Correspondence: H Takama, Product Development Department, Pharmaceutical Division, Kirin Brewery Company Ltd, 26-1 Jingumae 6-chome, Shibuya-ku, Tokyo 150-8011, Japan. E-mail: takamah@kirin.co.jp

Received 1 August 2005; Revised 7 November 2005; Accepted 11 November 2005; Published online 9 January 2006.

Abstract

A population pharmacokinetic analysis was performed in 30 patients who received an intravenous busulfan and cyclophosphamide regimen before hematopoietic stem cell transplantation. Each patient received 0.8 mg/kg as a 2 h infusion every 6 h for 16 doses. A total of 690 concentration measurements were analyzed using the nonlinear mixed effect model (NONMEM) program. A one-compartment model with an additive error model as an intraindividual variability including an interoccasion variability (IOV) in clearance (CL) was sufficient to describe the concentration–time profile of busulfan. Actual body weight (ABW) was found to be the determinant for CL and the volume of distribution (V) according to NONMEM analysis. In this limited study, the age (range 7–53 years old; median, 30 years old) had no significant effect on busulfan pharmacokinetics.
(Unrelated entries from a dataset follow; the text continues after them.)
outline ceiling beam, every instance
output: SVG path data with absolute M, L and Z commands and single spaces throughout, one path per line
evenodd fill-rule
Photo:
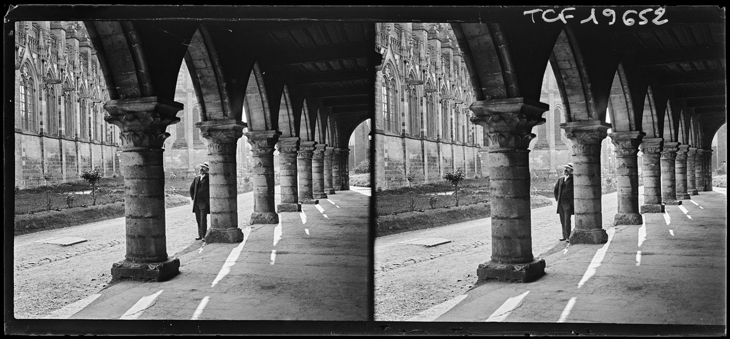
M 312 96 L 318 99 L 371 94 L 374 91 L 372 86 L 353 86 L 342 88 L 320 89 L 312 91 Z
M 350 106 L 339 106 L 332 108 L 333 113 L 356 113 L 361 112 L 370 112 L 372 107 L 370 104 L 353 104 Z
M 641 51 L 645 56 L 639 63 L 646 66 L 664 66 L 682 62 L 706 61 L 724 58 L 725 45 L 703 45 L 692 49 L 653 49 Z
M 726 99 L 725 96 L 707 96 L 704 98 L 685 99 L 685 104 L 688 107 L 699 107 L 705 105 L 725 104 Z
M 675 97 L 677 99 L 704 98 L 723 96 L 725 94 L 725 86 L 715 86 L 707 88 L 678 89 L 675 92 Z
M 311 73 L 296 77 L 296 83 L 299 85 L 318 85 L 338 81 L 369 80 L 372 75 L 370 73 L 367 69 Z
M 658 82 L 663 86 L 676 86 L 696 83 L 710 81 L 724 81 L 726 79 L 725 72 L 721 70 L 693 72 L 673 75 L 659 77 Z
M 350 96 L 345 98 L 332 98 L 322 100 L 322 104 L 329 107 L 350 106 L 352 104 L 368 104 L 371 101 L 369 96 L 363 94 L 359 96 Z
M 357 58 L 368 58 L 372 54 L 373 47 L 366 43 L 338 45 L 315 49 L 287 50 L 274 57 L 274 65 L 298 65 L 314 64 Z

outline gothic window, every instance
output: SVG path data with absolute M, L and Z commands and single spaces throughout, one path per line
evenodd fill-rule
M 383 75 L 383 121 L 387 131 L 398 132 L 398 115 L 396 110 L 396 80 L 391 65 L 386 65 Z
M 453 140 L 453 135 L 452 134 L 453 121 L 451 118 L 451 113 L 449 111 L 448 100 L 446 99 L 446 91 L 444 89 L 441 90 L 441 121 L 442 132 L 441 139 Z
M 47 77 L 50 78 L 50 75 Z M 51 134 L 58 133 L 58 111 L 55 105 L 55 90 L 50 87 L 45 91 L 46 94 L 46 132 Z
M 79 131 L 79 137 L 81 139 L 89 139 L 89 117 L 86 110 L 86 100 L 80 99 L 84 96 L 83 90 L 79 88 L 79 121 L 81 122 L 81 129 Z
M 33 77 L 29 74 L 28 64 L 23 66 L 23 72 L 20 72 L 20 125 L 16 125 L 20 128 L 35 131 L 36 130 L 36 86 L 33 81 Z
M 193 121 L 200 121 L 200 113 L 198 111 L 198 107 L 193 107 Z M 195 125 L 193 125 L 194 127 Z M 200 140 L 200 129 L 193 128 L 193 140 Z
M 426 85 L 426 88 L 430 88 L 431 84 Z M 429 137 L 437 138 L 438 137 L 438 125 L 437 124 L 436 118 L 436 104 L 434 102 L 435 99 L 434 95 L 431 93 L 427 94 L 426 96 L 426 112 L 427 118 L 428 128 L 426 129 Z
M 563 135 L 563 130 L 560 128 L 560 123 L 563 119 L 563 111 L 559 108 L 556 108 L 553 111 L 553 121 L 555 123 L 555 141 L 561 142 Z
M 411 134 L 420 134 L 420 107 L 418 107 L 418 97 L 415 92 L 415 88 L 408 91 L 408 120 L 410 122 L 409 129 Z
M 64 87 L 69 88 L 69 83 L 64 83 Z M 64 102 L 66 105 L 64 109 L 64 114 L 66 117 L 66 135 L 68 137 L 76 136 L 76 114 L 74 112 L 74 104 L 71 99 L 71 92 L 66 92 L 64 96 Z

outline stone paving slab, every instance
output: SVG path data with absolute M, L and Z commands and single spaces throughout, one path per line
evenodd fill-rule
M 529 291 L 502 321 L 725 325 L 726 198 L 710 191 L 693 200 L 704 208 L 688 204 L 692 219 L 668 209 L 669 226 L 664 213 L 645 214 L 645 236 L 642 225 L 609 230 L 600 262 L 596 254 L 604 245 L 558 244 L 544 257 L 546 275 L 537 281 L 480 282 L 435 321 L 484 321 L 509 298 Z M 638 266 L 637 251 L 643 254 Z
M 325 205 L 328 218 L 315 207 L 305 205 L 306 224 L 298 213 L 289 213 L 280 226 L 245 227 L 242 247 L 241 243 L 193 244 L 179 256 L 180 274 L 174 278 L 159 283 L 123 280 L 112 283 L 71 319 L 119 319 L 145 296 L 159 293 L 134 316 L 189 320 L 197 314 L 201 320 L 366 321 L 371 309 L 369 198 L 343 191 L 329 199 L 340 208 Z M 237 248 L 239 254 L 231 255 Z M 272 250 L 277 252 L 274 264 Z M 235 260 L 226 262 L 229 257 Z

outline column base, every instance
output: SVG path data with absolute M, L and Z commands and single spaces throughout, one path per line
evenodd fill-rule
M 545 274 L 545 260 L 533 258 L 527 264 L 502 264 L 490 261 L 480 264 L 477 276 L 480 280 L 518 280 L 523 283 L 534 281 Z
M 664 213 L 664 205 L 661 204 L 642 205 L 639 208 L 642 213 Z
M 301 204 L 288 202 L 279 204 L 276 207 L 277 213 L 282 212 L 301 212 Z
M 168 256 L 162 262 L 132 262 L 124 259 L 112 264 L 112 278 L 155 279 L 164 281 L 180 273 L 180 259 Z
M 661 198 L 661 203 L 664 205 L 682 205 L 680 200 L 675 198 Z
M 299 203 L 301 205 L 317 205 L 319 200 L 314 198 L 299 198 Z
M 639 213 L 616 213 L 613 218 L 614 225 L 640 225 L 643 218 Z
M 205 242 L 234 243 L 243 241 L 243 232 L 241 229 L 208 229 L 208 232 L 205 234 Z
M 274 212 L 251 213 L 251 224 L 279 224 L 279 215 Z
M 574 229 L 570 233 L 569 240 L 572 245 L 579 243 L 602 244 L 608 241 L 608 235 L 603 229 L 592 231 Z

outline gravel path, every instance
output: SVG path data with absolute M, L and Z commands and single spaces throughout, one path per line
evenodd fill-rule
M 238 196 L 240 227 L 248 226 L 253 197 L 253 192 Z M 166 210 L 168 255 L 179 256 L 201 243 L 194 240 L 197 226 L 192 210 L 191 205 Z M 58 237 L 88 241 L 69 246 L 38 242 Z M 15 237 L 15 318 L 42 318 L 98 293 L 112 280 L 112 264 L 124 259 L 125 239 L 124 218 Z
M 604 228 L 612 226 L 616 193 L 604 194 Z M 639 203 L 643 196 L 639 195 Z M 533 255 L 565 243 L 556 205 L 532 210 Z M 575 219 L 574 219 L 575 224 Z M 491 219 L 485 218 L 375 239 L 375 321 L 406 321 L 433 306 L 467 293 L 477 281 L 479 264 L 491 256 Z M 451 240 L 427 248 L 399 242 L 422 237 Z

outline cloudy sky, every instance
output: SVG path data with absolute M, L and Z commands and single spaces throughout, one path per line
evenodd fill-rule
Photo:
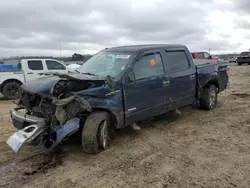
M 95 53 L 105 47 L 185 44 L 250 48 L 250 0 L 0 1 L 0 56 Z

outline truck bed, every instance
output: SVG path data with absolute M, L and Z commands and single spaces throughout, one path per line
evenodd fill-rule
M 228 67 L 227 61 L 218 61 L 216 63 L 195 64 L 198 76 L 198 84 L 206 85 L 208 81 L 218 80 L 219 92 L 227 88 L 228 85 Z M 212 77 L 212 78 L 211 78 Z

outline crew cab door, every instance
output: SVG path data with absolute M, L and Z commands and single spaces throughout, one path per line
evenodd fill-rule
M 22 70 L 25 82 L 44 77 L 44 63 L 42 60 L 22 60 Z
M 166 87 L 160 51 L 143 53 L 123 80 L 125 124 L 166 112 Z
M 167 93 L 168 109 L 192 104 L 196 94 L 196 68 L 190 53 L 185 48 L 165 49 L 163 62 L 170 85 Z
M 45 60 L 46 72 L 49 73 L 61 73 L 66 74 L 68 73 L 68 69 L 66 66 L 58 61 L 55 60 Z

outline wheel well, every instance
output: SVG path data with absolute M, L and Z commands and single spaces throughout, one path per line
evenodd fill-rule
M 216 79 L 210 80 L 208 83 L 206 83 L 206 85 L 203 86 L 203 89 L 208 87 L 208 85 L 215 85 L 218 90 L 220 88 L 219 82 Z
M 3 91 L 3 87 L 7 84 L 7 83 L 11 83 L 11 82 L 16 82 L 20 85 L 22 85 L 23 83 L 19 80 L 16 80 L 16 79 L 9 79 L 9 80 L 5 80 L 2 84 L 1 84 L 1 88 L 0 88 L 0 91 L 2 92 Z
M 105 112 L 108 112 L 108 114 L 111 117 L 113 128 L 117 124 L 117 119 L 116 119 L 116 117 L 115 117 L 115 115 L 114 115 L 114 113 L 112 111 L 110 111 L 110 110 L 108 110 L 106 108 L 93 108 L 93 111 L 105 111 Z

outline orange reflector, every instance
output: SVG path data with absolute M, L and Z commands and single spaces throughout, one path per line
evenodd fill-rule
M 152 66 L 154 66 L 156 63 L 155 63 L 155 60 L 154 59 L 151 59 L 150 60 L 150 64 L 152 65 Z

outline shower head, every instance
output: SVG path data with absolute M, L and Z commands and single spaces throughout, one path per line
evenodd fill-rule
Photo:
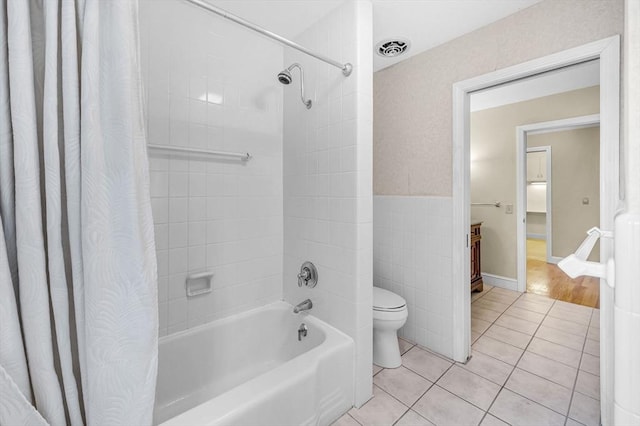
M 278 81 L 282 84 L 289 84 L 291 83 L 291 80 L 293 79 L 293 77 L 291 77 L 291 73 L 289 72 L 289 70 L 284 70 L 282 72 L 280 72 L 278 74 Z
M 278 81 L 285 86 L 291 84 L 291 82 L 293 81 L 291 71 L 294 68 L 298 68 L 300 70 L 300 99 L 302 99 L 302 103 L 307 107 L 307 109 L 309 109 L 311 108 L 311 99 L 304 99 L 304 70 L 302 69 L 302 66 L 300 64 L 291 64 L 287 69 L 280 71 L 278 73 Z

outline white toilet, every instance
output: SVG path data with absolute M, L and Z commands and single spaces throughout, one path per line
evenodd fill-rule
M 373 287 L 373 363 L 384 368 L 402 365 L 398 329 L 407 322 L 407 302 L 395 293 Z

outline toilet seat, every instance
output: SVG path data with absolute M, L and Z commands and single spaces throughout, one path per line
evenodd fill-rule
M 402 312 L 407 310 L 407 302 L 389 290 L 373 287 L 373 310 L 378 312 Z

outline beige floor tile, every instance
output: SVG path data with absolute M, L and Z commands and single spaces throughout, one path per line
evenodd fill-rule
M 531 302 L 528 300 L 523 300 L 522 298 L 513 302 L 513 305 L 516 308 L 526 309 L 527 311 L 537 312 L 539 314 L 546 314 L 551 309 L 551 304 L 539 303 L 539 302 Z
M 433 386 L 413 409 L 436 425 L 478 425 L 484 412 L 465 400 Z
M 587 339 L 587 341 L 584 342 L 584 352 L 589 354 L 589 355 L 593 355 L 593 356 L 599 357 L 600 356 L 600 341 Z
M 580 370 L 584 370 L 587 373 L 600 375 L 600 358 L 597 356 L 582 354 L 582 361 L 580 361 Z
M 402 337 L 398 337 L 398 346 L 400 347 L 400 355 L 405 354 L 409 349 L 414 347 L 416 344 L 411 343 L 408 340 L 403 339 Z
M 534 337 L 533 340 L 531 340 L 527 351 L 542 355 L 574 368 L 578 368 L 580 365 L 580 356 L 582 355 L 581 352 L 576 351 L 575 349 L 538 339 L 537 337 Z
M 420 414 L 416 413 L 413 410 L 407 411 L 404 414 L 404 416 L 402 416 L 402 418 L 398 420 L 398 423 L 395 424 L 395 426 L 431 426 L 431 425 L 433 425 L 433 423 L 431 423 L 429 420 L 425 419 L 424 417 L 422 417 Z
M 546 305 L 549 308 L 555 303 L 555 299 L 535 293 L 523 293 L 518 300 Z
M 600 309 L 594 309 L 589 327 L 600 328 Z
M 466 364 L 458 365 L 500 386 L 507 381 L 509 374 L 513 371 L 512 365 L 478 351 L 473 351 L 473 356 Z
M 569 389 L 573 388 L 578 375 L 576 368 L 529 351 L 525 351 L 522 355 L 520 362 L 518 362 L 518 368 Z
M 491 324 L 492 323 L 489 321 L 485 321 L 485 320 L 481 320 L 473 317 L 471 318 L 471 330 L 480 334 L 487 331 L 487 328 L 491 327 Z
M 523 320 L 507 314 L 502 315 L 500 318 L 498 318 L 496 320 L 496 324 L 510 328 L 511 330 L 528 334 L 530 336 L 533 336 L 539 325 L 535 322 Z
M 488 336 L 482 336 L 476 340 L 476 343 L 473 344 L 473 349 L 511 365 L 516 365 L 523 352 L 520 348 Z
M 591 316 L 591 312 L 594 310 L 590 306 L 578 305 L 577 303 L 565 302 L 564 300 L 556 300 L 553 307 L 563 309 L 567 312 L 582 313 L 589 316 Z
M 509 426 L 509 423 L 505 423 L 496 416 L 487 413 L 480 426 Z
M 360 408 L 352 408 L 349 414 L 363 425 L 392 425 L 409 408 L 383 391 L 373 387 L 373 398 Z
M 509 290 L 502 287 L 494 287 L 492 293 L 506 294 L 508 296 L 513 296 L 514 299 L 517 299 L 522 295 L 519 291 Z
M 475 306 L 476 303 L 471 305 L 471 318 L 478 318 L 481 320 L 494 322 L 500 316 L 500 312 L 492 311 L 491 309 Z
M 452 364 L 417 346 L 402 355 L 402 365 L 432 382 L 437 381 Z
M 548 316 L 544 319 L 544 321 L 542 321 L 542 324 L 552 328 L 557 328 L 558 330 L 564 331 L 565 333 L 577 334 L 581 337 L 584 337 L 587 334 L 586 325 L 566 321 L 560 318 Z
M 553 411 L 566 415 L 571 389 L 516 368 L 505 387 Z
M 507 315 L 511 315 L 512 317 L 535 322 L 536 324 L 540 324 L 544 319 L 544 314 L 528 311 L 526 309 L 518 308 L 516 306 L 510 307 L 504 313 Z
M 500 391 L 500 386 L 456 365 L 438 380 L 438 386 L 487 410 Z
M 475 302 L 474 305 L 484 309 L 491 309 L 492 311 L 496 311 L 501 314 L 504 311 L 506 311 L 507 308 L 509 308 L 509 305 L 511 305 L 511 303 L 495 302 L 493 300 L 487 299 L 487 297 L 485 296 L 482 299 Z
M 575 391 L 594 399 L 600 399 L 600 377 L 586 371 L 578 371 Z
M 584 426 L 584 425 L 580 422 L 576 422 L 575 420 L 567 417 L 567 423 L 565 423 L 564 426 Z
M 573 394 L 573 400 L 571 401 L 569 417 L 583 425 L 599 426 L 600 401 L 575 392 Z
M 557 328 L 549 327 L 548 325 L 541 325 L 538 331 L 536 331 L 536 337 L 577 351 L 582 351 L 582 347 L 584 346 L 584 336 L 566 333 Z
M 355 421 L 355 419 L 347 413 L 335 422 L 331 423 L 331 426 L 360 426 L 360 423 Z
M 488 293 L 484 297 L 484 300 L 491 300 L 493 302 L 504 303 L 504 304 L 510 305 L 517 298 L 518 298 L 517 294 L 510 294 L 510 293 L 502 293 L 502 292 L 498 292 L 498 291 L 492 291 L 492 292 Z
M 373 383 L 409 407 L 433 384 L 405 367 L 386 368 L 373 378 Z
M 489 413 L 513 426 L 564 425 L 565 417 L 523 396 L 502 389 Z
M 471 293 L 471 303 L 475 302 L 476 300 L 480 299 L 481 297 L 484 297 L 485 295 L 482 293 Z
M 511 330 L 498 324 L 492 325 L 484 335 L 500 340 L 504 343 L 509 343 L 510 345 L 516 346 L 520 349 L 526 348 L 531 340 L 531 336 L 528 334 L 520 333 L 519 331 Z

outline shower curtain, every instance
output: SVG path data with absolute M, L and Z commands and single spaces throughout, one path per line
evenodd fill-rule
M 0 1 L 0 424 L 151 424 L 136 0 Z

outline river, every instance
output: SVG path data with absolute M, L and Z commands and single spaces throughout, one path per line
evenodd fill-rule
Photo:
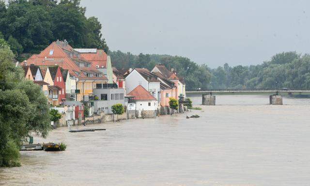
M 0 185 L 309 186 L 310 99 L 268 103 L 217 96 L 202 110 L 86 126 L 106 131 L 59 128 L 34 141 L 65 151 L 21 152 L 22 167 L 0 169 Z

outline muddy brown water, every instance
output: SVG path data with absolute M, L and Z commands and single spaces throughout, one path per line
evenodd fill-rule
M 22 167 L 0 169 L 0 185 L 309 186 L 310 100 L 268 102 L 219 96 L 202 110 L 87 126 L 106 131 L 59 128 L 34 142 L 65 151 L 21 152 Z

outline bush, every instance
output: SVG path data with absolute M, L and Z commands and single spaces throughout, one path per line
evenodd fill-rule
M 61 143 L 59 148 L 60 148 L 60 150 L 62 151 L 65 151 L 66 148 L 67 148 L 67 145 L 64 143 Z
M 19 149 L 10 140 L 2 152 L 0 152 L 0 167 L 20 167 Z

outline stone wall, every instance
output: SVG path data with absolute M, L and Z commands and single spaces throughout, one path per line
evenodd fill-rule
M 160 115 L 167 115 L 171 114 L 171 108 L 168 106 L 160 107 Z

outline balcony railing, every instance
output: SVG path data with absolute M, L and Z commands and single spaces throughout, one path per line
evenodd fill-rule
M 116 83 L 96 84 L 96 89 L 117 89 L 118 88 Z

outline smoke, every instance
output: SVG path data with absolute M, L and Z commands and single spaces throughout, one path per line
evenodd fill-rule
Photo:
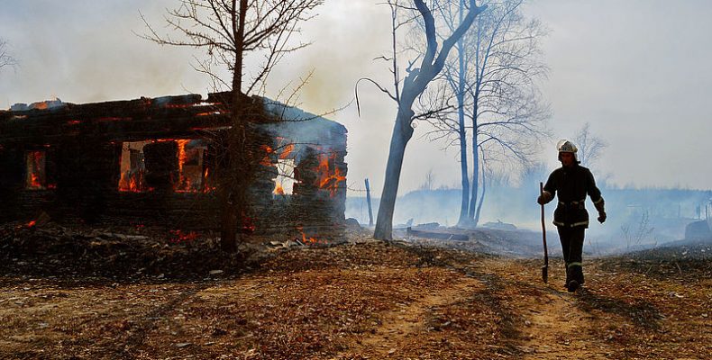
M 479 226 L 502 227 L 512 224 L 519 230 L 541 232 L 538 182 L 521 185 L 488 185 Z M 586 232 L 585 251 L 604 256 L 650 248 L 681 240 L 688 224 L 705 220 L 705 208 L 712 191 L 679 188 L 619 188 L 601 186 L 607 220 L 599 224 L 590 200 L 586 207 L 590 224 Z M 394 227 L 410 219 L 413 225 L 438 222 L 455 226 L 460 215 L 460 189 L 418 190 L 399 197 L 396 202 Z M 379 199 L 372 199 L 374 214 Z M 552 224 L 555 202 L 545 206 L 545 223 L 550 247 L 558 248 L 556 227 Z M 700 212 L 698 212 L 699 210 Z M 365 196 L 349 197 L 346 217 L 368 224 Z M 712 214 L 709 214 L 712 216 Z M 488 224 L 489 223 L 489 224 Z

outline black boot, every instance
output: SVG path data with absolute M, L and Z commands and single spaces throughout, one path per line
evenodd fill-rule
M 566 282 L 566 289 L 569 292 L 573 292 L 583 284 L 583 269 L 580 265 L 574 265 L 566 267 L 569 271 L 569 279 Z

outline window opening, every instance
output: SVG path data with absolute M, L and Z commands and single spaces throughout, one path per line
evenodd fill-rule
M 122 144 L 119 191 L 141 193 L 148 190 L 144 181 L 146 163 L 143 158 L 143 146 L 151 142 L 131 141 Z
M 277 160 L 277 178 L 272 194 L 276 195 L 291 195 L 294 192 L 294 167 L 295 161 L 291 158 L 279 158 Z
M 208 177 L 207 168 L 204 171 L 203 159 L 207 151 L 205 140 L 179 139 L 123 142 L 119 191 L 141 193 L 151 190 L 144 180 L 146 163 L 143 147 L 159 141 L 175 141 L 178 146 L 176 151 L 178 173 L 171 180 L 175 192 L 197 193 L 211 190 L 204 189 L 204 184 Z

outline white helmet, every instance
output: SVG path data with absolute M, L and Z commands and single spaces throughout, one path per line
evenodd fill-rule
M 559 140 L 559 142 L 556 143 L 556 150 L 559 151 L 559 161 L 561 160 L 562 152 L 570 152 L 573 154 L 573 159 L 576 162 L 579 162 L 579 157 L 576 155 L 576 152 L 579 151 L 579 149 L 576 148 L 576 145 L 573 145 L 573 142 L 571 142 L 567 140 Z

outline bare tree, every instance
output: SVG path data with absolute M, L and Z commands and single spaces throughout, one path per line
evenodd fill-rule
M 425 181 L 423 182 L 423 184 L 420 185 L 421 190 L 425 191 L 433 191 L 435 184 L 435 175 L 433 173 L 433 169 L 431 168 L 425 173 Z
M 17 65 L 17 61 L 7 51 L 7 41 L 0 39 L 0 68 L 15 65 Z
M 539 22 L 524 17 L 523 3 L 487 4 L 488 10 L 458 41 L 455 56 L 443 70 L 448 96 L 454 98 L 457 112 L 445 112 L 432 122 L 435 130 L 431 138 L 448 139 L 450 145 L 460 147 L 461 226 L 474 226 L 479 219 L 478 193 L 484 191 L 479 189 L 479 175 L 485 173 L 479 171 L 485 166 L 480 153 L 491 161 L 514 159 L 525 164 L 540 138 L 548 134 L 545 120 L 550 112 L 536 87 L 536 80 L 547 73 L 538 58 L 538 39 L 545 31 Z M 438 8 L 438 15 L 451 29 L 461 22 L 461 0 L 451 0 Z M 468 152 L 472 159 L 471 183 Z
M 467 32 L 475 17 L 482 12 L 484 7 L 477 6 L 475 0 L 468 2 L 468 12 L 462 23 L 460 24 L 451 35 L 443 41 L 443 47 L 438 51 L 438 31 L 435 27 L 435 19 L 428 5 L 423 0 L 414 0 L 415 16 L 422 17 L 424 23 L 424 32 L 426 38 L 427 47 L 421 58 L 418 68 L 414 68 L 417 58 L 410 61 L 406 72 L 407 76 L 403 78 L 402 83 L 398 76 L 398 68 L 396 51 L 396 31 L 402 23 L 397 23 L 397 9 L 402 8 L 397 4 L 397 0 L 389 0 L 388 4 L 391 7 L 393 14 L 393 54 L 390 58 L 393 61 L 391 72 L 394 77 L 395 92 L 391 94 L 386 88 L 380 86 L 373 80 L 381 91 L 387 93 L 398 106 L 396 115 L 396 123 L 393 128 L 393 134 L 390 140 L 388 150 L 388 160 L 386 166 L 386 179 L 381 194 L 380 205 L 379 206 L 379 215 L 376 220 L 376 230 L 373 237 L 379 239 L 389 240 L 392 238 L 393 230 L 393 211 L 396 206 L 396 197 L 398 192 L 398 183 L 400 172 L 403 166 L 403 158 L 406 153 L 406 145 L 413 137 L 413 121 L 419 117 L 427 117 L 429 114 L 415 115 L 413 110 L 414 103 L 418 99 L 433 79 L 440 74 L 445 64 L 448 54 L 457 40 Z
M 574 144 L 579 147 L 579 161 L 587 167 L 592 166 L 608 146 L 606 140 L 591 133 L 590 125 L 586 122 L 573 139 Z
M 205 49 L 208 58 L 196 69 L 210 76 L 215 84 L 232 91 L 230 108 L 232 127 L 228 133 L 228 156 L 224 165 L 226 175 L 218 191 L 223 200 L 222 247 L 236 249 L 240 231 L 245 226 L 247 189 L 264 154 L 255 147 L 257 140 L 250 130 L 251 112 L 259 112 L 262 104 L 251 104 L 248 94 L 263 90 L 265 79 L 282 57 L 306 44 L 295 43 L 291 37 L 299 32 L 299 23 L 310 19 L 310 12 L 324 0 L 180 0 L 169 10 L 165 21 L 176 36 L 159 34 L 144 20 L 149 29 L 145 39 L 160 45 Z M 141 15 L 142 18 L 142 15 Z M 259 68 L 245 76 L 244 58 L 248 54 L 260 55 Z M 212 69 L 224 67 L 232 78 L 223 79 Z

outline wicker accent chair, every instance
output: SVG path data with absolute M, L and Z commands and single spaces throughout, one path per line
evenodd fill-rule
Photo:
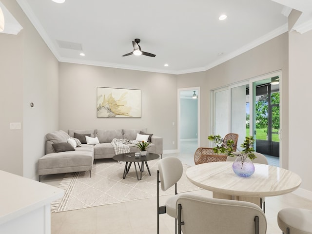
M 232 140 L 234 141 L 234 147 L 233 149 L 236 151 L 236 147 L 237 145 L 238 140 L 238 134 L 236 133 L 229 133 L 227 134 L 223 139 L 223 143 L 222 146 L 226 147 L 227 141 Z M 226 155 L 218 155 L 214 152 L 212 148 L 198 148 L 195 152 L 194 155 L 194 161 L 195 165 L 206 162 L 220 162 L 226 161 L 227 156 Z

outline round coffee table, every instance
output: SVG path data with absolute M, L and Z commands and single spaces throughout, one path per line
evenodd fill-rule
M 122 176 L 123 179 L 124 179 L 126 177 L 126 176 L 129 172 L 129 170 L 130 169 L 130 166 L 133 162 L 135 165 L 135 168 L 136 169 L 136 178 L 137 178 L 138 180 L 140 180 L 142 179 L 142 173 L 144 171 L 144 163 L 146 165 L 146 168 L 147 168 L 150 176 L 151 176 L 151 172 L 150 171 L 150 168 L 148 167 L 148 165 L 147 164 L 147 161 L 156 159 L 158 157 L 159 157 L 159 155 L 154 154 L 154 153 L 148 152 L 146 156 L 140 156 L 138 157 L 136 157 L 135 156 L 134 153 L 126 153 L 125 154 L 121 154 L 120 155 L 115 155 L 113 157 L 113 159 L 116 160 L 116 161 L 126 162 L 125 169 L 123 171 L 123 176 Z M 140 167 L 140 164 L 139 164 L 140 162 L 141 162 L 141 167 Z M 128 165 L 128 162 L 130 162 L 129 166 Z M 137 171 L 136 170 L 136 162 L 137 163 L 138 168 L 140 169 L 140 176 L 139 179 L 138 178 Z

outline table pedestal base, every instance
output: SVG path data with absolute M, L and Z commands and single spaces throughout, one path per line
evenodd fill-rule
M 248 201 L 249 202 L 255 204 L 260 207 L 261 207 L 260 197 L 256 196 L 233 196 L 232 195 L 228 195 L 227 194 L 214 192 L 213 193 L 213 197 L 214 198 L 227 199 L 228 200 L 236 200 L 239 201 Z

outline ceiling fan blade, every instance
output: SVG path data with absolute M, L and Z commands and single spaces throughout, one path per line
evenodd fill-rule
M 146 56 L 150 56 L 151 57 L 155 57 L 156 56 L 156 55 L 154 55 L 154 54 L 151 54 L 148 52 L 145 52 L 144 51 L 142 51 L 142 54 L 143 55 L 146 55 Z
M 133 49 L 134 50 L 138 50 L 140 48 L 140 46 L 138 45 L 138 44 L 133 40 L 132 41 L 132 45 L 133 45 Z
M 126 54 L 125 55 L 123 55 L 122 57 L 124 57 L 125 56 L 128 56 L 128 55 L 131 55 L 133 54 L 133 51 L 130 53 L 128 53 L 128 54 Z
For a patient weighting 60 kg, the typical CL and V were estimated to be 8.87 l/h and 33.8 l, respectively. The interindividual variability of CL and V were 13.6 and 6.3%, respectively. The IOV (6.6%) in CL was estimated to be less than the intraindividual variability. These results indicate high interpatient and intrapatient consistency of busulfan pharmacokinetics after intravenous administration, which may eliminate the requirement for pharmacokinetic monitoring.